Typical performance tests - a summary of chapter 3 of A conceptual introduction to psychometrics by G, J., Mellenbergh

A conceptual introduction to psychometrics
Chapter 3
Typical performance tests

Typical performance tests assess behavior that is typical for the person.
These tests are used to measure attitudes, interests, values, opinions, and personality characteristics.

Construct of interest

The test developer has to specify the latent variable of interest that is assumed to effect test takers’ item responses and test scores.
The ususal constructs of interest of typical performance tests are:

  • Attitudes
  • Interests
  • Values
  • Opinions
  • Personality characteristics

The responses to typical performance tests are not evaluated on their correctness, but are considered to typify a person.
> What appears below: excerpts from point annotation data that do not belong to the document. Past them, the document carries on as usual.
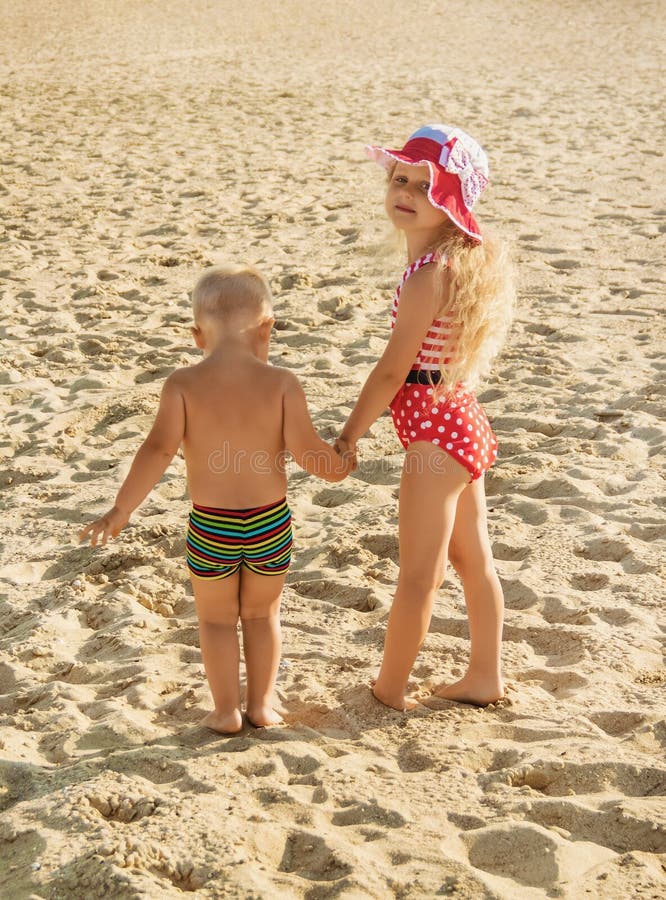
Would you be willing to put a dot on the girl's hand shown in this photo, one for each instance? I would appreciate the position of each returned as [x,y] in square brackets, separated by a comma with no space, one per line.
[347,451]
[109,525]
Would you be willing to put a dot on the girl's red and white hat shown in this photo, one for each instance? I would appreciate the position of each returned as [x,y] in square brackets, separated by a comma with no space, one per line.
[458,170]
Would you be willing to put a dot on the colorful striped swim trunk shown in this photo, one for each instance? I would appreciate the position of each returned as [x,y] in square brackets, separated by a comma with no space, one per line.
[220,541]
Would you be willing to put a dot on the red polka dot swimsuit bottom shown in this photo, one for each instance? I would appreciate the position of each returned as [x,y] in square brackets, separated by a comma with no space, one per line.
[457,424]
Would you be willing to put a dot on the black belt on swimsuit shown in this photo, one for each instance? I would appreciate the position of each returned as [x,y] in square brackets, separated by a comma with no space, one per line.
[419,376]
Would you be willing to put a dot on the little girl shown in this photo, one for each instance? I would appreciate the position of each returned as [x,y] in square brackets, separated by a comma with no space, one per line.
[451,313]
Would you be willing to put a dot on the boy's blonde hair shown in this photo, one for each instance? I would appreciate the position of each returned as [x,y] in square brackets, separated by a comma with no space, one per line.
[226,293]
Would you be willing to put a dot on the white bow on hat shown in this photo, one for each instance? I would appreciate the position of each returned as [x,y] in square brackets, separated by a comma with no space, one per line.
[458,161]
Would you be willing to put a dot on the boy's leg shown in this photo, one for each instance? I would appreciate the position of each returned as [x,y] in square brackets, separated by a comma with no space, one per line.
[262,642]
[217,605]
[471,556]
[429,489]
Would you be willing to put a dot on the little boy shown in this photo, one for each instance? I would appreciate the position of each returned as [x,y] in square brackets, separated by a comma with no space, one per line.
[236,416]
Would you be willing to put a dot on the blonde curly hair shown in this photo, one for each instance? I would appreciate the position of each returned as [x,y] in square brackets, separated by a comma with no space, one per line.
[480,303]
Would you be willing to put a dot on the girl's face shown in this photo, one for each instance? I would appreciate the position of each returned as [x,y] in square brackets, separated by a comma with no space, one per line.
[407,201]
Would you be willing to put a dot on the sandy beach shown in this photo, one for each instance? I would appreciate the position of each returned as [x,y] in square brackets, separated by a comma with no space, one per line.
[141,141]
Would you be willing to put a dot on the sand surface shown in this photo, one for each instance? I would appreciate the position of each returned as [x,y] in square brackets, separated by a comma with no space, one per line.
[140,141]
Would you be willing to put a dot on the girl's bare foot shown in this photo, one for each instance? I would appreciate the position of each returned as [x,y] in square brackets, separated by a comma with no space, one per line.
[224,723]
[472,689]
[263,717]
[395,701]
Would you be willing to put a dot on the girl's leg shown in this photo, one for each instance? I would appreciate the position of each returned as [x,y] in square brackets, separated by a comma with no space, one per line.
[217,605]
[471,556]
[429,489]
[262,642]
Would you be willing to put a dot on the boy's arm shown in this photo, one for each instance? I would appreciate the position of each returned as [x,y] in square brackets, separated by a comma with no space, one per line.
[148,466]
[302,441]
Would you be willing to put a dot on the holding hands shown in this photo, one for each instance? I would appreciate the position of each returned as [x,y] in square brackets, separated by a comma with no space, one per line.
[108,526]
[347,450]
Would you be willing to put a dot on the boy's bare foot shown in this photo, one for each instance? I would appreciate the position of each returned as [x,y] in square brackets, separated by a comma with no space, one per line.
[472,689]
[224,723]
[263,717]
[395,701]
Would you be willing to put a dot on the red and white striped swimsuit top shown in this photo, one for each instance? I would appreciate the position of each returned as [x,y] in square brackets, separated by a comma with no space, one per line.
[439,333]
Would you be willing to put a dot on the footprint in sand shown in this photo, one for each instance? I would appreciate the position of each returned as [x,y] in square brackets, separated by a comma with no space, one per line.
[368,814]
[362,599]
[308,855]
[530,854]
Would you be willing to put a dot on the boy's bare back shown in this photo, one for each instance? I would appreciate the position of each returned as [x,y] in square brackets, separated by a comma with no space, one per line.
[233,440]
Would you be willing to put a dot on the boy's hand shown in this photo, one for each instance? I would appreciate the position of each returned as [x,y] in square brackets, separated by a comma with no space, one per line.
[107,526]
[347,451]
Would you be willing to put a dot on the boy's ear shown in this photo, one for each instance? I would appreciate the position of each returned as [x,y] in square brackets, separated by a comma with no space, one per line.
[267,325]
[197,334]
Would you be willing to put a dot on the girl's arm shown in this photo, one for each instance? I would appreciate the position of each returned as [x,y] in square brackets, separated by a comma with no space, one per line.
[302,441]
[148,466]
[416,312]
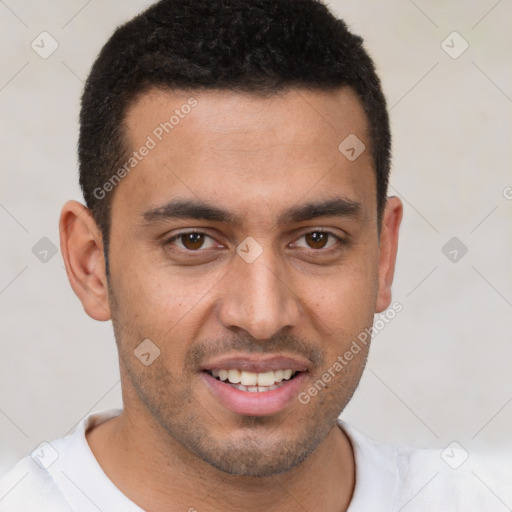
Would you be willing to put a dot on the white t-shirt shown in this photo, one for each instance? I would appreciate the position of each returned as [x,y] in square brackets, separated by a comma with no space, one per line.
[64,476]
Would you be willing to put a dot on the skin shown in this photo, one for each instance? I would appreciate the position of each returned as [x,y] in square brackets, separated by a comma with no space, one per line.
[175,446]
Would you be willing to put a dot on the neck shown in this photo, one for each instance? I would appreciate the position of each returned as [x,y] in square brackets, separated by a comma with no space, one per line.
[158,474]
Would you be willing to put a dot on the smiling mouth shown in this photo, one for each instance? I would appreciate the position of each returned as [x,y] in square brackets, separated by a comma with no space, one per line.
[254,382]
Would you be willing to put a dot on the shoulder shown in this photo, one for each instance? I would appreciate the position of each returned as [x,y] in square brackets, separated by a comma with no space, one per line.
[28,487]
[411,479]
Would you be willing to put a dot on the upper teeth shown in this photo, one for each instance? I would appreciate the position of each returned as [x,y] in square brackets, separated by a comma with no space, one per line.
[251,378]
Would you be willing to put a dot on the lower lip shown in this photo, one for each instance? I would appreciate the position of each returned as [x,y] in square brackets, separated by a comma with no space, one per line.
[261,403]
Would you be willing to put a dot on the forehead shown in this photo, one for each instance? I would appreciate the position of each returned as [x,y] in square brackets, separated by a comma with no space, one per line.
[259,155]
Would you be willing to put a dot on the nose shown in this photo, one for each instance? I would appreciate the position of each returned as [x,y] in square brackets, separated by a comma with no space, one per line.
[259,297]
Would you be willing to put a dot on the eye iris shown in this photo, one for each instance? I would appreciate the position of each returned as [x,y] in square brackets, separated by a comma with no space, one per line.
[317,239]
[192,240]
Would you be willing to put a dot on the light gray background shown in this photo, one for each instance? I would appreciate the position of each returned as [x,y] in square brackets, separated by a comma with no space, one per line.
[440,371]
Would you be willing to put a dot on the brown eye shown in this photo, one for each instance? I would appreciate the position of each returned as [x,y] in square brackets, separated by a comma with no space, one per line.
[192,241]
[317,239]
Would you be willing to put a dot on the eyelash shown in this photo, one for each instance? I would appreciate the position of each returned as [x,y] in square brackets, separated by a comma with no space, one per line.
[169,241]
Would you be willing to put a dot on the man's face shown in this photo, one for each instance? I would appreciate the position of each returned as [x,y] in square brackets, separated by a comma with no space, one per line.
[271,287]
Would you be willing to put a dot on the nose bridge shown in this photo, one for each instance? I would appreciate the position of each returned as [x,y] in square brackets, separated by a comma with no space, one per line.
[257,298]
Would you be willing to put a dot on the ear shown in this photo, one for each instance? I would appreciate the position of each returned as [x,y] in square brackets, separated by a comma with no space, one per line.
[82,249]
[388,247]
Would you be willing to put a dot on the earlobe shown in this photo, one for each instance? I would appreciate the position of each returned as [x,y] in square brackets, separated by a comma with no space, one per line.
[388,247]
[82,251]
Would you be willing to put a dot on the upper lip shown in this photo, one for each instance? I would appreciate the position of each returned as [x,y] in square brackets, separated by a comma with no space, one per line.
[252,363]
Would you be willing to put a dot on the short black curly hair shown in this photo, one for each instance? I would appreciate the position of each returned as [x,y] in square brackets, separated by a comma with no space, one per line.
[257,46]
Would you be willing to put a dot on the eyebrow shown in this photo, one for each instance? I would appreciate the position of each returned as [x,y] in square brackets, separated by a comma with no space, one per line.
[200,210]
At the start of a test development project, the researcher needs information on the construct of interest. This information can be obtained from different sources

A study of the literature on the construct and existing measurement instruments is nearly always needed at the start of a test development project
Different types of research can be done on the construct.

  • Focus group method
    Uses small groups of persons who have experiential knowledge about the construct.
    A focus group meets with the test developer to talk about their experiences with the construct.
  • Key information method
    Uses persons who have expert knowledge about the construct of interest. The test developer interviews these key informants about the constructs.
  • Observation method

The test developer can use information from different sources to define the construct and, later on the test development process, he or she can use this information for item writing.

Measurement mode

  • Self-report mode
    The test taker answers questions on a typical performance construct
  • Other-report mode
    A person answers questions about another person’s construct
  • Somatic indicator mode
    Uses somatic signs to measure constructs
  • Physical trace mode
    Uses traces that are left behind to measure constructs

Each of these four modes can occur in tow different varieties

  • Reactive measurement mode
    When test takers can deliberately distort their construct value
  • Nonreactive measurement mode
    When test takers cannot distort their construct value

The reactive/nonreactive distinction is only used for typical performance measurements, and not for maximum performance measurements.
A maximum performance test asks test takers to do the best they can to perform the task.

Each of the four response modes can occur in two versions

Self-report mode
Test takers are asked to respond to questions or stimuli to assess their attitudes, values, interests, opinions, or personality.

  • Reactive: questionnaires or inventories
    Test takers are fully aware of what questionnaires and inventories are measuring, and they can easily distort their construct values
  • Nonreactive: test takers respond to stimuli, but it is not clear to them what construct is measured

Other-report mode
Uses other people to report on a given person’s typical performance construct.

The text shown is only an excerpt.